This book already got the 2010 Locus Award for Best First Novel and the Nebula Award for Best Novel, so The Windup Girl may as well be the absolute favorite for this year's Hugo Award for Best Novel.
As I said in an earlier post, this is a good year for the Best Novel Hugos. All the competitors are excellent novels, and this book is no exception, on the contrary. Additionally, Paolo Bacigalupi had already showed us some glimpses of this universe in his collection Pump Six, with the stories The Calorie Man and Yellow Card Man.

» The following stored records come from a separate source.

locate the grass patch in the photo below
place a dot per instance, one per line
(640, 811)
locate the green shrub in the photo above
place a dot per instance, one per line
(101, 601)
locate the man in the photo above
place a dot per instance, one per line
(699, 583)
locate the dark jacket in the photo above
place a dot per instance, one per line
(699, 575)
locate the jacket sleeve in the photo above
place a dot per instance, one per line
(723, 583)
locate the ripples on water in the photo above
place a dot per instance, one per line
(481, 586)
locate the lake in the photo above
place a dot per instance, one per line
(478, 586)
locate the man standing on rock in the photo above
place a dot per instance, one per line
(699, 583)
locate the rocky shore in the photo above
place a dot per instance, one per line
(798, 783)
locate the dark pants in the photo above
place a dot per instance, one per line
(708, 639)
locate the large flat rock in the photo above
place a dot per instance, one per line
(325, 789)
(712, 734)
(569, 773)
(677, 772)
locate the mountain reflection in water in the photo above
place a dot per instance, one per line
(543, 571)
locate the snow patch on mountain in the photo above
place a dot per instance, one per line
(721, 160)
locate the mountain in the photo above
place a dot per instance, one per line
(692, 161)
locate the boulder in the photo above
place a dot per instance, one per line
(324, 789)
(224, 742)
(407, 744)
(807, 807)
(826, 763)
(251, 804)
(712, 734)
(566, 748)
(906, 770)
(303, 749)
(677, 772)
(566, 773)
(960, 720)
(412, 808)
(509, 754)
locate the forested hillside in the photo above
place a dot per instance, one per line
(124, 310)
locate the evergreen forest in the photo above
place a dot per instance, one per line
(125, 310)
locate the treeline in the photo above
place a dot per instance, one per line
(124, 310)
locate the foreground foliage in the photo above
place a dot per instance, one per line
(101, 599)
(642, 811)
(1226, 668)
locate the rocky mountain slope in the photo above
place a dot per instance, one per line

The Windup Girl is a post-apocalytical story with lots of biopunk and cyberpunk references. We are taken to the end of the twenty-second century, when, after devastating "calorie plagues" such as blister rust, cibiscosis, and genehack weevil have pretty much exterminated most of vegetable life on Earth, America and other former superpowers are relegated to the background of political and economical power play. In fact, only the US are mentioned in the novel; we can only imagined what is going on with the rest of the so-called First World in a moment when there is no energy left even to power airplanes to cross the world - globalization as we know is over, and with it all global traffic of people and goods.
In this bleak scenario, there are many factions: the Grahamites, an America-based religious group which follows the Holy Scripture focusing mainly on Noah and the Flood, and are against the slow but steadily incoming return of global communication and traffic (this time via dirigibles).
Other group are the generippers, a caste of scientists that are the only ones, in truth, that may be really able to bring about a resurrection of the green. In the past few generations, they have been able to create new animals (as the megodonts, huge elephant-like beasts reminiscent of prehistorical mammoths and very useful as beasts of burden but also very difficult to tame and, therefore, very deadly) and new species of vegetables and fruits, plague-free.
And there is another groups yet, anathema to the entire world except for Japan - the New People, or, as they are usually called, the windups. Artificial human life. Used as soldiers in Vietnam and pleasure dolls in Japan, the windups are Bacigalupi's replicants - more sophisticated on the one hand, even more enslaved on the other (by their programming, which compels them to do their master's bidding and also by their physical needs: they don't sweat, so when in a tropical country they must consume awesome quantities of ice water to survive.)
That is the case of Emiko, who had a relatively good life in Japan working as secretary for her master and is suddenly left to fend for herself in Thailand, where she ends up in prostitution. She must endure the humiliation because she can't even go outside the whorehouse where she lives, because if she does it, she will be destroyed by the white shirts, the petty and corrupty bureaucrats who rule Thailand with an iron hand.
Thailand, by the way, is the country where the action happens in this novel. Everything hangs in the balance there, from generipping to the future of the windups. For instance, Emiko learns from American entrepreneur Anderson Lake that there is a refuge up in the hills for a whole community of rogue windups, and that gives her a reason to live.
Meanwhile, other players in this Great Game of sorts are trying to survive as best as they can. The former Chinese-millionaire-turned-refugee Hock Seng, now employee of Lake, turns against his employer and seeks the dubious help of the Dung Lord, a master of the underworld, in order to sell a much improved kind of kink-springs, a mechanical device invented to replace electrical sources of energy with kinetic power when the Contraction happened generations ago. Seng wants pretty much what Lake, Emiko, and many of the other characters in the novel want: a way out. A way out of Thailand, or a way out of their miseries in a hard world.
Nobody is innocent, no character is a good guy, but at the same time almost nobody of them is necessarily an evil one. The Windup Girl feels like a future Casablanca without the Nazis and with the omnipresent White Shirts, and the menace of the radical Green Headbands, who are always referred to but never really appear, and who destroy mercilessly not only windups, but also "calorie men", that is, scientists, generippers, or pretty much anyone who works for a genetic enhancement company. Paolo Bacigalupi has no mercy whatsoever with his characters: he pushes them to the edge - and that's the way it should be if you want good literature.